The man’s battle helmet wasn’t damaged. His sturdy composite suit was covered in a series of shallow scratches and dents, left apparently by some bladed weapon. I also noticed a few traces of bullet impacts. Still, Jurgen was right: there was nothing life-threatening.
I peered through his transparent computerized visor. The man’s face was distorted by death throes. He had died in agony for no apparent reason.
The clattering of metal made me swing round.
Foggs had discovered something in the narrow gap between the wall and the burned-out skeleton of a flybot. “Charon, give me a hand.”
Unhesitantly the Haash grabbed at the car’s mauled door and yanked hard. With a loud screech, the car inched aside.
“That’s enough!” Foggs bent down and picked up an automatic weapon covered by a fine layer of concrete dust. “Look at this! That’s not a pulse gun. It has to be some really old system.”
He unclasped the clip and pulled back the breech spring. The cartridge which was still in the breech clattered onto the floor and rolled away.

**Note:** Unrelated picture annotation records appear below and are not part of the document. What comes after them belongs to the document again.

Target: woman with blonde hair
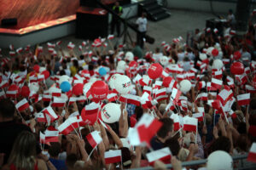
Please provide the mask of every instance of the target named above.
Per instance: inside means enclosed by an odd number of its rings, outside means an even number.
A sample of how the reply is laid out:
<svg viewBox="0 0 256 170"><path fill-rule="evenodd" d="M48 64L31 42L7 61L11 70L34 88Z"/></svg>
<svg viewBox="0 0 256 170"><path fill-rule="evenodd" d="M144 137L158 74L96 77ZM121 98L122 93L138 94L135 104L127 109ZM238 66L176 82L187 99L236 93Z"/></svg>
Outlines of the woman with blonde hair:
<svg viewBox="0 0 256 170"><path fill-rule="evenodd" d="M37 158L37 140L33 133L24 131L17 137L8 164L3 169L47 170L46 163Z"/></svg>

Arbido picked it up and turned it in his fingers. “Did you notice there aren’t many weapons lying around here?” he handed the cartridge to Foggs. “Try and shoot it.”
It worked. A thunderous echo rolled across the tunnel. The bullet went through the hood of a flybot.
“It’ll do,” Foggs slung the weapon behind his back. “You’re right: someone’s already been here and picked up all the loot. Which isn’t good.”
Charon kept peering into the dark. He’d noticed something as soon as the shot had been fired. I walked over to him.
“Do you see anyone?”
“A human. Not tall. Blond hair,” he answered curtly. “He’s gone now,” he forwarded me a snapshot.
I couldn’t make out his face — and still I startled, recognizing certain details of his gear.
“Zander, what have you got there?” Arbido asked. “You look as if you’ve just seen a ghost!”
“It’s probably a glitch. I’m just tired.”
“The floor here is covered with ice!” Foggs’ voice came from within the depths of the tunnel. “And the walls! It looks like the defense systems are kicking in again! The exit can’t be far away and it’s letting in the cold!”
“Is this the only way out?” Arbido asked anxiously, forgetting all about me.
“It is,” Jurgen nodded. “We’ll come out by the lake in a minute. There’s a recreation zone just past it, followed by a junction. That’s where we need to go.”
* * *
An eerie light seeped over a small mountainous location.
A narrow beach framed an ice-bound lake. A few deck chairs still sat in the frozen sand. Further on to the right was a park, the trees’ bare branches gripped by frost. Not a rustle of wind, not a sound anywhere.
The buildings’ top stories faded in the thick fog, their window panes gleaming weakly. The ringing silence seemed about to explode.
Jurgen craned his neck, casting anxious glances around, his white-knuckled fingers almost fusing with his weapon. “The cyber labs are further up,” he gulped. “If we turn left at the junction, we’ll get to the bunker’s entrance. Our in-modes are there — Frieda’s and mine.”
Charon turned round. “And the children’s? Are they there too?” clouds of mist escaped his jaws.